For the last few days I've been a 'grass widower'. Odd term, that, which the Rev Ebenezer Brewer will doubtless clear up for me when I look it up in his amazing Dictionary Of Phrase And Fable. (I tend not to google such things but prefer to look em up in my own more than adeqate library, inveterate bookman that I am…)

So, left to my own devices, I've been getting round finally to reading various books piled up on my shelves, including J. G. Ballard's last fiction, Kingdom Come. I'm two thirds of the way through, and it seems to me he remained on absolutely cracking form. (The very last book, his poignant memoir, Miracles Of Life, is a quite superb swansong.) I've read almost all Jim's books now, in the order they appeared, more or less, and consider him a true original, one of the most readable and significant English language authors of the 20th and 21st centuries. 
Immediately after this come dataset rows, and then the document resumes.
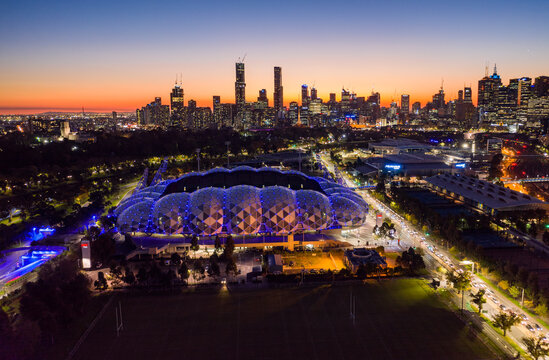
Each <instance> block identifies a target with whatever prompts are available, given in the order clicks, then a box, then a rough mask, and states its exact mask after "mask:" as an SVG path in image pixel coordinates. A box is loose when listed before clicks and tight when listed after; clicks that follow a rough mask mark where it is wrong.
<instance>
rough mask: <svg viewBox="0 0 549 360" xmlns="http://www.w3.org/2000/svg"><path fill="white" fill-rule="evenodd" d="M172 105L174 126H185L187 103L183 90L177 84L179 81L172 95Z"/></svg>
mask: <svg viewBox="0 0 549 360" xmlns="http://www.w3.org/2000/svg"><path fill="white" fill-rule="evenodd" d="M170 105H171V118H172V125H176V126H181V125H183V124H182V122H183V118H184V116H185V114H184V112H185V103H184V102H183V88H182V87H181V85H180V84H178V83H177V80H176V83H175V86H174V87H173V89H172V92H171V94H170Z"/></svg>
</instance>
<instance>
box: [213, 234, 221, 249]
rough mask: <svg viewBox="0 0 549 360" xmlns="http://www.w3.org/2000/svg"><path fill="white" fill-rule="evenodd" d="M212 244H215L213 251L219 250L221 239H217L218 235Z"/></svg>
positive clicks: (215, 237)
mask: <svg viewBox="0 0 549 360" xmlns="http://www.w3.org/2000/svg"><path fill="white" fill-rule="evenodd" d="M214 246H215V252H218V251H220V250H221V241H220V240H219V236H216V237H215V241H214Z"/></svg>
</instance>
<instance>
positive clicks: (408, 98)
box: [400, 94, 410, 115]
mask: <svg viewBox="0 0 549 360" xmlns="http://www.w3.org/2000/svg"><path fill="white" fill-rule="evenodd" d="M400 112H401V113H402V114H404V115H408V114H409V113H410V95H407V94H403V95H401V96H400Z"/></svg>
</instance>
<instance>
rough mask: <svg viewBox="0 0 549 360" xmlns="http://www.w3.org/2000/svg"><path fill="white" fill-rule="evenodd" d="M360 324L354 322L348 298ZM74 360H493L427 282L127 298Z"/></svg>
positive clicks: (240, 291)
mask: <svg viewBox="0 0 549 360" xmlns="http://www.w3.org/2000/svg"><path fill="white" fill-rule="evenodd" d="M351 292H352V293H353V295H354V296H355V297H356V311H355V313H356V321H355V323H354V324H353V321H352V320H351V319H350V305H349V303H350V294H351ZM122 311H123V315H124V328H125V329H124V330H123V331H122V332H121V333H120V337H118V338H117V337H116V332H115V315H114V308H112V309H109V310H108V311H107V312H106V313H105V315H104V316H103V318H102V319H101V320H100V321H99V322H98V323H97V325H96V327H95V328H94V330H93V331H92V332H91V333H90V335H89V336H88V338H87V340H86V341H85V342H84V343H83V344H82V346H81V347H80V349H79V351H78V352H77V353H76V356H75V359H94V360H96V359H102V360H108V359H113V360H115V359H116V360H119V359H136V360H138V359H158V360H161V359H277V360H278V359H334V360H335V359H459V360H464V359H468V360H469V359H493V358H495V357H496V356H495V355H494V354H493V353H491V351H490V350H489V349H488V348H487V347H486V346H485V345H484V344H483V343H481V342H480V341H479V340H477V339H476V337H475V336H474V335H473V334H472V331H471V330H470V328H469V327H468V326H464V325H463V324H462V323H461V322H460V320H459V319H458V318H457V317H456V316H455V315H454V314H453V313H451V312H450V311H449V310H447V309H446V307H445V306H444V305H443V304H442V303H441V302H440V301H439V300H438V298H437V297H436V295H434V294H433V292H432V290H430V289H429V288H428V287H427V286H425V284H424V282H422V280H409V279H399V280H389V281H385V282H382V283H381V284H379V283H375V282H373V283H368V284H364V285H353V286H350V285H339V286H330V285H324V286H318V287H314V288H311V287H309V288H299V289H294V288H292V289H266V290H257V289H256V290H238V291H237V290H230V289H229V290H219V291H213V290H201V291H196V292H189V293H185V294H180V295H173V296H167V295H162V296H155V295H147V296H136V297H125V298H122Z"/></svg>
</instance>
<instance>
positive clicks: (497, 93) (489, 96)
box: [477, 65, 501, 112]
mask: <svg viewBox="0 0 549 360" xmlns="http://www.w3.org/2000/svg"><path fill="white" fill-rule="evenodd" d="M486 72H487V73H488V71H486ZM500 86H501V77H500V76H499V75H498V72H497V67H496V66H495V65H494V73H493V74H492V75H490V76H488V74H486V76H485V77H483V78H482V79H481V80H479V81H478V102H477V106H478V107H479V109H482V111H488V112H489V111H495V108H496V104H497V100H498V90H499V87H500Z"/></svg>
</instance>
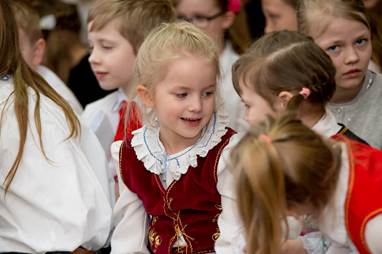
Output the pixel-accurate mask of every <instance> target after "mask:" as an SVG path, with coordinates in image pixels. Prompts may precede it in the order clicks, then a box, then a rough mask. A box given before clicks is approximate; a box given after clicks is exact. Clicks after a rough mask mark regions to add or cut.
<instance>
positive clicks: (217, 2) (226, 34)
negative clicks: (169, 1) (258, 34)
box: [172, 0, 252, 54]
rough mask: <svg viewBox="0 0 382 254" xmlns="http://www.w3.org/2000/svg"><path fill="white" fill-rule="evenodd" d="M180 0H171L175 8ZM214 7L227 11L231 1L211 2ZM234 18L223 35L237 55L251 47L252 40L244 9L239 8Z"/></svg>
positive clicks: (240, 53)
mask: <svg viewBox="0 0 382 254" xmlns="http://www.w3.org/2000/svg"><path fill="white" fill-rule="evenodd" d="M180 1H182V0H172V2H173V3H174V5H175V6H177V5H178V3H179V2H180ZM213 1H214V2H215V5H216V7H218V8H219V9H220V11H222V12H228V11H229V5H230V1H231V0H213ZM235 15H236V18H235V20H234V22H233V24H232V26H231V27H230V28H228V29H227V31H226V33H225V37H226V39H228V40H229V41H230V42H231V44H232V47H233V49H234V50H235V52H236V53H237V54H242V53H243V52H244V51H245V50H246V49H248V47H249V46H250V45H251V42H252V38H251V35H250V32H249V27H248V24H247V23H246V18H247V17H246V13H245V10H244V8H241V9H240V11H239V12H238V13H235Z"/></svg>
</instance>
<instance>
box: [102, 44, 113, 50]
mask: <svg viewBox="0 0 382 254" xmlns="http://www.w3.org/2000/svg"><path fill="white" fill-rule="evenodd" d="M101 46H102V48H103V49H105V50H110V49H112V48H113V47H112V46H110V45H101Z"/></svg>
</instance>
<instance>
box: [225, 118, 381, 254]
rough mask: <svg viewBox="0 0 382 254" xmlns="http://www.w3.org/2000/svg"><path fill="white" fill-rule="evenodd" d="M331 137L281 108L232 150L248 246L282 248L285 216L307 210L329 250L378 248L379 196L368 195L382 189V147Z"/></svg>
mask: <svg viewBox="0 0 382 254" xmlns="http://www.w3.org/2000/svg"><path fill="white" fill-rule="evenodd" d="M336 140H337V141H332V140H328V139H326V138H323V137H322V136H320V135H318V134H316V133H315V132H314V131H312V130H311V129H310V128H308V127H307V126H306V125H304V124H303V123H302V122H301V121H300V120H297V119H296V117H295V116H294V115H290V114H285V115H282V116H281V117H279V118H276V120H271V119H269V120H268V121H265V122H264V123H263V124H261V125H258V126H257V127H253V128H251V129H250V131H249V132H248V133H247V134H246V135H245V136H244V138H243V139H242V140H241V141H240V143H239V144H238V145H237V146H236V147H235V148H234V149H233V151H232V163H233V168H234V170H235V171H236V172H237V173H238V180H237V185H236V187H237V192H238V197H239V199H238V204H239V205H238V206H239V211H240V216H241V218H242V222H243V225H245V231H246V237H247V251H248V252H247V253H259V254H265V253H266V254H271V253H272V254H274V253H280V251H281V244H282V242H283V239H284V237H285V236H284V235H283V232H284V231H283V227H285V221H286V216H287V215H296V216H298V215H302V214H306V213H309V214H312V216H313V218H315V219H316V220H317V222H318V225H319V228H320V230H321V231H322V232H324V233H325V234H326V235H327V236H328V237H329V238H330V240H331V242H332V245H331V247H330V249H329V250H328V253H381V251H382V244H381V241H380V238H379V235H380V232H381V230H382V214H381V211H382V202H381V201H380V199H376V198H373V197H378V196H380V195H381V193H382V187H381V186H382V185H381V179H382V178H381V176H382V164H381V161H382V160H381V159H382V152H381V151H379V150H376V149H373V148H371V147H370V146H367V145H363V144H360V143H356V142H354V141H350V140H349V139H347V138H344V137H343V136H342V137H341V136H337V137H336ZM365 183H367V184H366V185H365ZM280 218H281V219H282V220H280Z"/></svg>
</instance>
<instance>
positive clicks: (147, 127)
mask: <svg viewBox="0 0 382 254" xmlns="http://www.w3.org/2000/svg"><path fill="white" fill-rule="evenodd" d="M228 122H229V120H228V116H227V115H225V114H222V113H221V112H218V113H214V114H213V115H212V117H211V120H210V121H209V123H208V125H207V126H206V127H205V128H204V130H203V134H202V136H201V137H200V139H199V140H198V141H197V142H196V143H195V144H194V145H192V146H190V147H188V148H186V149H184V150H183V151H181V152H179V153H176V154H173V155H170V156H169V155H167V153H166V151H165V149H164V147H163V145H162V143H161V142H160V140H159V128H152V127H149V126H147V125H145V126H143V127H142V128H140V129H138V130H135V131H133V132H132V134H133V138H132V141H131V146H132V147H133V148H134V151H135V154H136V155H137V158H138V160H140V161H142V162H143V164H144V165H145V168H146V170H148V171H150V172H151V173H154V174H157V175H161V174H163V173H165V172H166V171H167V173H169V174H171V176H172V178H173V179H174V180H179V178H180V177H181V175H182V174H185V173H186V172H187V169H188V168H189V166H191V167H196V166H197V156H200V157H205V156H206V155H207V153H208V151H209V150H211V149H212V148H213V147H215V146H216V145H217V144H218V143H219V142H220V141H221V138H222V137H223V136H224V134H225V133H226V131H227V129H226V126H227V125H228Z"/></svg>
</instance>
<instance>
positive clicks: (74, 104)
mask: <svg viewBox="0 0 382 254" xmlns="http://www.w3.org/2000/svg"><path fill="white" fill-rule="evenodd" d="M36 71H37V72H38V73H39V74H40V75H41V76H42V77H43V78H44V79H45V81H46V82H47V83H48V84H49V85H50V86H51V87H52V88H53V89H54V90H56V92H57V93H58V94H59V95H61V96H62V97H63V98H64V99H65V100H66V101H67V102H68V103H69V105H70V106H71V107H72V109H73V110H74V112H76V113H77V114H78V115H81V113H82V106H81V104H80V103H79V102H78V100H77V98H76V96H75V95H74V94H73V92H72V91H71V90H70V89H69V88H68V87H67V86H66V85H65V83H64V81H62V80H61V79H60V78H59V77H58V76H57V75H56V74H55V73H54V72H53V71H51V70H49V69H48V68H47V67H45V66H43V65H39V66H37V69H36Z"/></svg>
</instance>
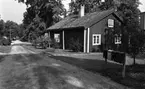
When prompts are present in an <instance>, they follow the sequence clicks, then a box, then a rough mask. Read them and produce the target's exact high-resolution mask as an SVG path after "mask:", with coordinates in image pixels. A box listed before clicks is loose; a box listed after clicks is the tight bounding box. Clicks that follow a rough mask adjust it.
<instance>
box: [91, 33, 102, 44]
mask: <svg viewBox="0 0 145 89" xmlns="http://www.w3.org/2000/svg"><path fill="white" fill-rule="evenodd" d="M94 36H96V43H94ZM97 36H99V42H98V43H97ZM92 42H93V45H101V34H93V36H92Z"/></svg>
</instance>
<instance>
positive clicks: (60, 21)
mask: <svg viewBox="0 0 145 89" xmlns="http://www.w3.org/2000/svg"><path fill="white" fill-rule="evenodd" d="M83 14H84V13H83ZM116 24H119V25H121V24H122V19H121V17H120V16H119V15H118V14H117V13H116V11H115V10H114V9H110V10H105V11H99V12H94V13H90V14H86V15H81V17H80V16H68V17H66V18H64V19H63V20H61V21H60V22H58V23H56V24H55V25H53V26H51V27H49V28H48V29H47V32H48V33H49V34H50V37H51V38H52V39H55V40H56V41H57V42H58V43H59V44H60V45H61V48H62V49H68V48H69V45H68V44H69V42H70V40H71V39H72V38H74V39H76V38H77V39H79V40H80V43H81V44H82V45H83V47H82V50H83V52H87V53H89V52H92V51H93V50H94V49H95V50H99V51H102V50H104V49H105V47H106V46H109V45H107V44H106V42H105V41H106V39H107V38H105V30H106V29H108V28H110V30H116V29H115V28H114V27H115V25H116ZM115 36H116V38H113V39H112V40H113V42H114V43H113V46H114V47H117V46H118V45H119V44H121V39H120V36H121V35H115ZM108 38H109V37H108ZM110 38H111V37H110ZM112 40H111V41H112Z"/></svg>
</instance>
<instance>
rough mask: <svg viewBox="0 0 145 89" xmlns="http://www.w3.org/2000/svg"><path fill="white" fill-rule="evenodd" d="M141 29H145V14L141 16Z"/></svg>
mask: <svg viewBox="0 0 145 89" xmlns="http://www.w3.org/2000/svg"><path fill="white" fill-rule="evenodd" d="M140 27H141V29H145V12H142V13H141V14H140Z"/></svg>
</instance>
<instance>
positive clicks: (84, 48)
mask: <svg viewBox="0 0 145 89" xmlns="http://www.w3.org/2000/svg"><path fill="white" fill-rule="evenodd" d="M86 35H87V30H86V29H84V53H85V52H86Z"/></svg>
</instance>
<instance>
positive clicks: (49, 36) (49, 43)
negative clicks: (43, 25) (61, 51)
mask: <svg viewBox="0 0 145 89" xmlns="http://www.w3.org/2000/svg"><path fill="white" fill-rule="evenodd" d="M48 36H49V43H48V44H49V48H50V45H51V36H50V31H49V32H48Z"/></svg>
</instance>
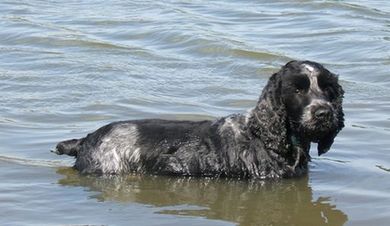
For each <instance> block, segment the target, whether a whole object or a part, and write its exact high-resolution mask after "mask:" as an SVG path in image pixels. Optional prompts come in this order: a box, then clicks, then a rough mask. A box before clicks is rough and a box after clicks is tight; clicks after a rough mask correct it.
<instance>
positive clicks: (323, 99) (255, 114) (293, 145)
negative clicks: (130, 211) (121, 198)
mask: <svg viewBox="0 0 390 226" xmlns="http://www.w3.org/2000/svg"><path fill="white" fill-rule="evenodd" d="M343 95H344V91H343V89H342V87H341V85H340V84H339V83H338V76H336V75H335V74H333V73H331V72H330V71H328V70H327V69H326V68H325V67H323V66H322V65H321V64H319V63H316V62H312V61H290V62H288V63H287V64H286V65H284V66H283V67H282V68H281V69H280V70H279V71H278V72H277V73H275V74H273V75H272V76H271V77H270V79H269V81H268V83H267V84H266V86H265V88H264V89H263V91H262V94H261V96H260V98H259V100H258V102H257V104H256V106H255V107H254V108H253V109H252V110H250V111H248V112H247V114H233V115H229V116H227V117H222V118H219V119H216V120H213V121H212V120H205V121H174V120H162V119H143V120H131V121H119V122H113V123H110V124H108V125H105V126H103V127H101V128H99V129H98V130H96V131H95V132H93V133H90V134H88V135H87V136H86V137H84V138H81V139H71V140H66V141H62V142H60V143H58V144H57V146H56V148H55V150H54V152H55V153H57V154H59V155H62V154H66V155H69V156H74V157H75V158H76V162H75V165H74V168H75V169H77V170H79V171H80V172H81V173H88V174H125V173H141V174H142V173H146V174H153V175H175V176H204V177H232V178H250V179H278V178H287V177H295V176H300V175H303V174H305V173H306V172H307V168H308V162H309V161H310V155H309V149H310V144H311V143H312V142H314V143H318V145H317V149H318V155H321V154H324V153H326V152H327V151H328V150H329V149H330V147H331V145H332V144H333V142H334V138H335V137H336V135H337V134H338V133H339V132H340V130H341V129H342V128H343V127H344V113H343V109H342V100H343Z"/></svg>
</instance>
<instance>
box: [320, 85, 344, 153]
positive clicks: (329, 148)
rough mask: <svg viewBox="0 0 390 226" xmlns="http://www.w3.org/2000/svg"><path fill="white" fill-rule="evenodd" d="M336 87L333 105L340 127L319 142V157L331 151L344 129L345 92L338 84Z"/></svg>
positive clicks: (328, 134) (320, 139) (323, 138)
mask: <svg viewBox="0 0 390 226" xmlns="http://www.w3.org/2000/svg"><path fill="white" fill-rule="evenodd" d="M335 86H336V89H337V98H336V99H335V100H334V101H333V102H332V105H333V107H334V108H335V110H336V112H337V119H338V125H337V128H335V130H334V131H333V132H331V133H329V134H327V135H326V136H324V137H323V138H322V139H320V140H319V141H318V146H317V150H318V155H322V154H324V153H326V152H328V151H329V149H330V147H331V146H332V144H333V141H334V138H335V137H336V136H337V134H338V133H339V132H340V131H341V129H342V128H343V127H344V112H343V107H342V103H343V97H344V90H343V88H342V87H341V86H340V85H339V84H338V83H336V84H335Z"/></svg>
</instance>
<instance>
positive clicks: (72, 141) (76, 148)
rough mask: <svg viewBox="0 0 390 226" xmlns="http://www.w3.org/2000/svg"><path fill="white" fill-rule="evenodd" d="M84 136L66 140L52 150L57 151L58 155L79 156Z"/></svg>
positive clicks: (61, 142) (76, 156) (75, 156)
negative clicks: (69, 139) (54, 148)
mask: <svg viewBox="0 0 390 226" xmlns="http://www.w3.org/2000/svg"><path fill="white" fill-rule="evenodd" d="M83 140H84V138H82V139H71V140H65V141H62V142H60V143H58V144H57V146H56V148H55V149H54V150H52V152H54V153H56V154H57V155H63V154H66V155H69V156H75V157H77V155H78V153H79V152H80V150H81V147H82V145H81V144H82V142H83Z"/></svg>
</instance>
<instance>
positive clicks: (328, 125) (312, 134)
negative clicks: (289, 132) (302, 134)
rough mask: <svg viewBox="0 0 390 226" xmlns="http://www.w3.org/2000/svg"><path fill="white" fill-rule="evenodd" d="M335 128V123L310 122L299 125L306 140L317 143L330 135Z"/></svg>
mask: <svg viewBox="0 0 390 226" xmlns="http://www.w3.org/2000/svg"><path fill="white" fill-rule="evenodd" d="M336 128H337V124H336V123H333V122H332V123H330V122H329V121H311V122H306V123H303V124H302V125H301V133H302V134H303V135H304V137H306V138H308V139H309V140H310V142H313V143H318V142H319V140H320V139H322V138H323V137H325V136H326V135H328V134H330V133H332V132H333V131H335V130H336Z"/></svg>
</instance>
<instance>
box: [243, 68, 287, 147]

Way back during the paperback boom of the 1960s we were both published by the wonderful Panther Books, and had several convivial meetings, thanks to a couple of editors there. He signed my copy of his 1967 book The Disaster Area thus: Alexis, From one disaster area to another, Jim. A friendly and humorous man whose work had both style and substance. I wish we'd met again and/or corresponded more than very occasionally over the years. But I was pleased to have introduced Jim, via my first book about her, to the work of Jean Rhys, whom he said he intended to read 'Pronto'. This was nine years ago now. A few weeks back, I heard his quietly ironic, slightly drawling voice again – extracts from various old radio interviews: it only served to remind one what a fine and prescient writer we'd lost.